Alasha is one of the Kazakh tribes. Alasha is a member of the Bai-Uly (Rich Son) tribe confederation, which is a part of Kishi Zhuz (Minor Hundred). Bai-Uly includes 12 tribes – Alasha, Berish, Adai, Taz, Altyn, Baibakty, Zhappas, Kyzylkurt, Esentemir, Maskar, Sherkesh, Tana. The battle cry of Alasha is "BaiBarak!". In 1897, members of the Bai-Uly tribe confederation numbered 600,000, or 16.2% of all Kazakhs.

==Alasha clans==
Alasha is subdivided into 35 different clans. These are: tokbas, akberli', shotqara, atms, sary', kozhamberli', kwdaiberdi', qo'beq, baibarak, zhomart, karabatr, malbasar, ma'mbet, botpanai, baida'ulet, baiseu, koisarw', esnazar, koidw'kwl, tyki', kojaghwl, malai, toghai, maimak, dosai, bo'qes, atalk, kozw'beq, a'iti'mbet, karabwra, bojan, baramw'k, qo'bi'lei, tokberli', kongrbo'riq, jabu.

==Origin==
Ulaš-oğli: in Russian chronicles [141]: Ulashevichi; in Hungarian-Latin documents mentioned as Olaas (pron. Olash). [142] According to opinion of Professor, Historian of Ukrainian History at Harvard University Omeljan Pritsak their nomad camps stretched along the Samara River. [143] Ulaš < Turk. ulaš – «achieve, reach». [144]

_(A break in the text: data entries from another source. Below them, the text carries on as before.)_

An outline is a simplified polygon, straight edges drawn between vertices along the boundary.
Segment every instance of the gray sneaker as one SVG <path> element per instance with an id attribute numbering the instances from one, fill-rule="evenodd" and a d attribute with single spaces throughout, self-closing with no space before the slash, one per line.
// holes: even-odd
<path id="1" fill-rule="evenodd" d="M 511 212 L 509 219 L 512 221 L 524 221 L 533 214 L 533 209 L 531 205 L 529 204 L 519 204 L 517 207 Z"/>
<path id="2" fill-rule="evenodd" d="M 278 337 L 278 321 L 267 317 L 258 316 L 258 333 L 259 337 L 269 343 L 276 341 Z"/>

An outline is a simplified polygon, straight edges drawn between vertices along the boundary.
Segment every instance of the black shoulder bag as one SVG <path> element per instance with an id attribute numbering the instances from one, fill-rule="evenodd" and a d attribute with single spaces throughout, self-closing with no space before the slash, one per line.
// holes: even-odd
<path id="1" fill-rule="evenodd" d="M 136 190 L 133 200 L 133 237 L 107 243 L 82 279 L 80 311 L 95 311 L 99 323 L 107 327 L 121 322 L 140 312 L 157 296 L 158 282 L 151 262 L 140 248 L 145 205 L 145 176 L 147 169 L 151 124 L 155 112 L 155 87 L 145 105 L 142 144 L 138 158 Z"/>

Several hypotheses have been formed as to the origins of the Alasha tribes. Based on comparisons of ethnic shapes and tribe symbols, or tamga, some researchers believe that the Alasha are descended from medieval Naimans. However, some Alasha clans have tribal symbols similar to those of the Great Zhuz tribes, Albani and Dulat. Moreover, both the Alasha and Albani tribes encompass the clan Konyr-Borik, suggesting further connections to the Albani tribe. It has also been suggested that the Alasha are descendants of Alans.

In favor of the hypothesis that the Alasha descend from the Naiman there is a physical resemblance of the Alasha people, with the Mongols, Dakh-Oguz-Qypchaq. There is also the possibility that Alasha are descendants of the ancient Khalaj people, who lived in Central Asia.

In Russian chronicles, the Alasha are referred to as the Ulashevichi. In The Lay of Igor's Warfare, an old Russian legend, it is written that Ulashevichi captured Vladimir, the son of Prince Igor Svyatoslavich.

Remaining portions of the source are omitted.